Dr. Erik Hom, an assistant professor in the Department of Biology, is particularly looking forward to seeing the outcomes of this year’s Research Day. Hom does research on cultures of microbes and is interested in understanding the rules of engagement of the social lives of microbes. He was drawn to Ole Miss because of the opportunity provided by the institutional relationship between Bigelow Laboratory for Ocean Sciences and the University of Mississippi School of Pharmacy.He is excited about the opportunity his graduate students will get by presenting their findings at the Research Day event. “If there’s a chance for students to show their posters,” said Hom, “I want them to be able to show their work.”

Thuy Nguyen, a graduate student in the biology department, has been exploring several of these cultures. Coral reefs all over the world have been devastated by overharvesting, pollution, and global warming. Nguyen has been conducting research that could possibly help heal these corals. The information she will present at the Research Day will be based on a determined suite of compounds, and how to understand how the community present in those compounds works and functions, especially in respect to coral systems. Her findings may even extend beyond the underwater world; Nguyen’s work with David Pasco, who works with the University of Mississippi’s Cancer Institute, has led to new discoveries about the possible use of the microbes. [LATER DATE: interview]

Another of Hom’s graduate students, Michael Clear, is working with the GoLife project through the National Science Foundation. During his recent trip to Chile, Clear worked with other students from Duke University, the University of Connecticut, and the University of Arizona, collaborating on the project. Clear collected samples of tree bark, soil, leaves, and water which are all being plated on microbial plates and sent back to Ole Miss from Chile. Clear’s presentation will include a selection of fungi from the “fungal tree of life,” specifically ones that have been overlooked in past research. Approximately 40 types of these fungi need exploration, and Clear is doing this by co-culturing different fungi with others. He then compares whether the fungi grew more or less during their time together, or stayed the same. “It’s like dating,” explained Dr. Hom. “Sometimes when you go on a first date, you hit if off. We want to see the biological reason why these fungi react the way they do.”

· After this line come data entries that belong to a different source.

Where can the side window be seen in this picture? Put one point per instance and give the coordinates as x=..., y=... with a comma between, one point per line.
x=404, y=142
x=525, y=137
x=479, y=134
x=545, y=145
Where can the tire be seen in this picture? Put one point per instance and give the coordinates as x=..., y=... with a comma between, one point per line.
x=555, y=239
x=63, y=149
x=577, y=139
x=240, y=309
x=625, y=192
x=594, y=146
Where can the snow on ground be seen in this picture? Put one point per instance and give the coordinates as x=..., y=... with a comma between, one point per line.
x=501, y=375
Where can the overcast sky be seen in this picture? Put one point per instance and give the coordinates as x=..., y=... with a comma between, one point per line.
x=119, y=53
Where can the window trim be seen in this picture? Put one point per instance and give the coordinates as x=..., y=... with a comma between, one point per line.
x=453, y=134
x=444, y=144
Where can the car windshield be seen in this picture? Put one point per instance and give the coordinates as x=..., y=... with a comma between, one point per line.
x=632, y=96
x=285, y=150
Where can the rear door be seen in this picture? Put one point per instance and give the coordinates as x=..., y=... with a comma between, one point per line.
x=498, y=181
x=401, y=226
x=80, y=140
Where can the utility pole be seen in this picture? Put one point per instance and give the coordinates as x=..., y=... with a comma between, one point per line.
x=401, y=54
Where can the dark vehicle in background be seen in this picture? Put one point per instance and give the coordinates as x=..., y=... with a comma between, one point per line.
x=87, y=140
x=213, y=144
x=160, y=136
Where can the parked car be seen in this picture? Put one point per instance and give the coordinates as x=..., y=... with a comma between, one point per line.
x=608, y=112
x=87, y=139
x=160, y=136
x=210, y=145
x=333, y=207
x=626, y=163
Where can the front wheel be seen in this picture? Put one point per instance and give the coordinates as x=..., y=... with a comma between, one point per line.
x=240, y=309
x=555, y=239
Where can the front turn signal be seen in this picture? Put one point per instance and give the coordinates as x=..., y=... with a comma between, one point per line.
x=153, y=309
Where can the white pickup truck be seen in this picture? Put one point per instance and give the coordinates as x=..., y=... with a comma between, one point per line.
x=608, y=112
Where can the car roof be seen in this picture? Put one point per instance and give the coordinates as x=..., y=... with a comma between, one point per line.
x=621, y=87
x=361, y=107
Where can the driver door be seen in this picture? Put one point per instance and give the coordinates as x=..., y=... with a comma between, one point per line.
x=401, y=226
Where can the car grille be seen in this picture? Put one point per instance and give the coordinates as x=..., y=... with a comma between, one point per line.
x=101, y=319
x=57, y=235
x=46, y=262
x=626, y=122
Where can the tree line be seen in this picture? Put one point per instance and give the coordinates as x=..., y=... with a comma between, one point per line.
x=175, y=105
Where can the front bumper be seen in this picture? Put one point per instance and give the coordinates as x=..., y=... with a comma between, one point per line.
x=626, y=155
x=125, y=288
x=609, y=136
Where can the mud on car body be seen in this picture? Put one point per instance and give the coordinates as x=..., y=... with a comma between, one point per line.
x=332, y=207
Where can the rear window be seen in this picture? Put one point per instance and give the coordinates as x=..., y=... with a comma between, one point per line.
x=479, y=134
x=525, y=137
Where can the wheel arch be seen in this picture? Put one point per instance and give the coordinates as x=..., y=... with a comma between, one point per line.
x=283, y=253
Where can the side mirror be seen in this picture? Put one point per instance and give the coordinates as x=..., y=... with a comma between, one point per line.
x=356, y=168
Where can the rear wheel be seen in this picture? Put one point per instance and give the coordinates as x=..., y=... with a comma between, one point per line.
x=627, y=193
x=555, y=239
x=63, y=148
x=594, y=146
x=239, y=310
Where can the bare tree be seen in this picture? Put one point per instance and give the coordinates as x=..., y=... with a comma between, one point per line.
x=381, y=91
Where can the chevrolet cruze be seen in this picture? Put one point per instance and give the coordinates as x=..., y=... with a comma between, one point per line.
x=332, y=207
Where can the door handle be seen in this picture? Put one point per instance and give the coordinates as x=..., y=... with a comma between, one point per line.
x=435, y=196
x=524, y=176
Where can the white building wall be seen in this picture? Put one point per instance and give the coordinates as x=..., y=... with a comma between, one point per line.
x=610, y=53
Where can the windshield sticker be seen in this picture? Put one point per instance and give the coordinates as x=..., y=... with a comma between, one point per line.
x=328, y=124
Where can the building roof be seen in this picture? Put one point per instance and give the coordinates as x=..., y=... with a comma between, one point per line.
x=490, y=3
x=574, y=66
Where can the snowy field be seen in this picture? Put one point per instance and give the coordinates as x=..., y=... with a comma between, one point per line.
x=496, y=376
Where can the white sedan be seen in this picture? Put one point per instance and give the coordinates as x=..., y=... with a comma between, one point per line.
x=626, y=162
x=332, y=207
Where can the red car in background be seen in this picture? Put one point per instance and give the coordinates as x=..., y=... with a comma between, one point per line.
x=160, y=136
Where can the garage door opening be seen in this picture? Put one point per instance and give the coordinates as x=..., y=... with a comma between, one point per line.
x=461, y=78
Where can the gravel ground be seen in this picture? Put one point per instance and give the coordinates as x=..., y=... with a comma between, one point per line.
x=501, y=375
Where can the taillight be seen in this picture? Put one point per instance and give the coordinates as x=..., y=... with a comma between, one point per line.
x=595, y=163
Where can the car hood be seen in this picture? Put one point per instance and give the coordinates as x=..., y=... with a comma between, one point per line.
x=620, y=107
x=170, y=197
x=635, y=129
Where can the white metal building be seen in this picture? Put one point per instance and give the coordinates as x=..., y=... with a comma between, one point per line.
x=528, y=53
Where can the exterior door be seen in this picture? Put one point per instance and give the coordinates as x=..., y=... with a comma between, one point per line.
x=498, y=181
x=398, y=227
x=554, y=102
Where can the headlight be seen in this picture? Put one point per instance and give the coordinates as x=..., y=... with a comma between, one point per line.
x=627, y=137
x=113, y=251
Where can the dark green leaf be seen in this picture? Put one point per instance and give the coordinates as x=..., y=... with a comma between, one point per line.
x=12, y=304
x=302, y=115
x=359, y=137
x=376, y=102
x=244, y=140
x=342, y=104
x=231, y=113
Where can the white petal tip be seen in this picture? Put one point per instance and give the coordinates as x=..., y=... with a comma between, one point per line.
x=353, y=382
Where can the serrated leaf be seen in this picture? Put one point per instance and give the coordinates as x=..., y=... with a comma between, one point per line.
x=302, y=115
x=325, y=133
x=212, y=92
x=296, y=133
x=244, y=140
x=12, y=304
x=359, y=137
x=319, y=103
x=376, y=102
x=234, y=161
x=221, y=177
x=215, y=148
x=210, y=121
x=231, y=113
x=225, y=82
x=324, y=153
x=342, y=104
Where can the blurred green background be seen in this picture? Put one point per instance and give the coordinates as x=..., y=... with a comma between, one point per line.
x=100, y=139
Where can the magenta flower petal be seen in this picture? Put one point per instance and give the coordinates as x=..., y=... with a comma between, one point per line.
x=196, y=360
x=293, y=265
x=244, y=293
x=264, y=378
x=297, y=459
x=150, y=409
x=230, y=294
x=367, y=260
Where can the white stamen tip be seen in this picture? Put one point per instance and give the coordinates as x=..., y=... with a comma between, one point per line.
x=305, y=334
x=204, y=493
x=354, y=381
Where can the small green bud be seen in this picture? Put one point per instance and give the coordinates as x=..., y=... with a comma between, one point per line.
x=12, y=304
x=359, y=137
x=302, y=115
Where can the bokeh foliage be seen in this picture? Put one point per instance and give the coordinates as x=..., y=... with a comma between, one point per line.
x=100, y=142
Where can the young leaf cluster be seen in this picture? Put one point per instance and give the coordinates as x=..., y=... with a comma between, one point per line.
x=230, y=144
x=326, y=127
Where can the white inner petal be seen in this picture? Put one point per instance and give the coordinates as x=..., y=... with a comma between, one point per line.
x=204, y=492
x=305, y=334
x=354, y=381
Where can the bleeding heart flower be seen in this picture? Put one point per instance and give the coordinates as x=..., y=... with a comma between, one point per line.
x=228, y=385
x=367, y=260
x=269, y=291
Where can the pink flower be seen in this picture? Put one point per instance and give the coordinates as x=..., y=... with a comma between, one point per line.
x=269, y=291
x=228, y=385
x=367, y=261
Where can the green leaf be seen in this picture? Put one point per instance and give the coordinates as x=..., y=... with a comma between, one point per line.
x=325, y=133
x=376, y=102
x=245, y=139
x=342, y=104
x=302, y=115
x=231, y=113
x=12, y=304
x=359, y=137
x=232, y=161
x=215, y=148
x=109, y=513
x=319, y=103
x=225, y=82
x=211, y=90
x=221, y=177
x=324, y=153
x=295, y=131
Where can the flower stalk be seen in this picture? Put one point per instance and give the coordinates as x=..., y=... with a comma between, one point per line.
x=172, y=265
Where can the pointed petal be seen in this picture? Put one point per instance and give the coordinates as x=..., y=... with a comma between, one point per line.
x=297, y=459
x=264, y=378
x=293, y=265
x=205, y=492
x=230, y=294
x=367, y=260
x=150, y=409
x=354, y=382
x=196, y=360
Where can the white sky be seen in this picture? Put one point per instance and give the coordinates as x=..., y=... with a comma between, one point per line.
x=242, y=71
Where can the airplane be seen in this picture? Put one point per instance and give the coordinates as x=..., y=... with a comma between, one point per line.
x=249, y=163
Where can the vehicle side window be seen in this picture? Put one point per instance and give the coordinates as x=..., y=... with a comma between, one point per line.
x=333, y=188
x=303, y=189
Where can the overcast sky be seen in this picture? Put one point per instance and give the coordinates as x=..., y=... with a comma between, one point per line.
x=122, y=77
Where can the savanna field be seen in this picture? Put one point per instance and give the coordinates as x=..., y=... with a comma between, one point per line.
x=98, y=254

The University of Mississippi Research Day was initially created in 2015 by LouAnn Woodward, the Vice Chancellor of Research at the Jackson Medical Center, to showcase student research programs to the public, and to get students to share their work with one another. Hale hopes that this year’s program will continue to promote this idea.

“I think the collaborations could lead to problems being solved that couldn’t be handled individually,” said Hale. “Working together is required to bring forth better solutions and to advance knowledge into a more collaborative era. Part of it is to secure more grants, but part of it too is to advance knowledge, and solve problems for Mississippians and the world.”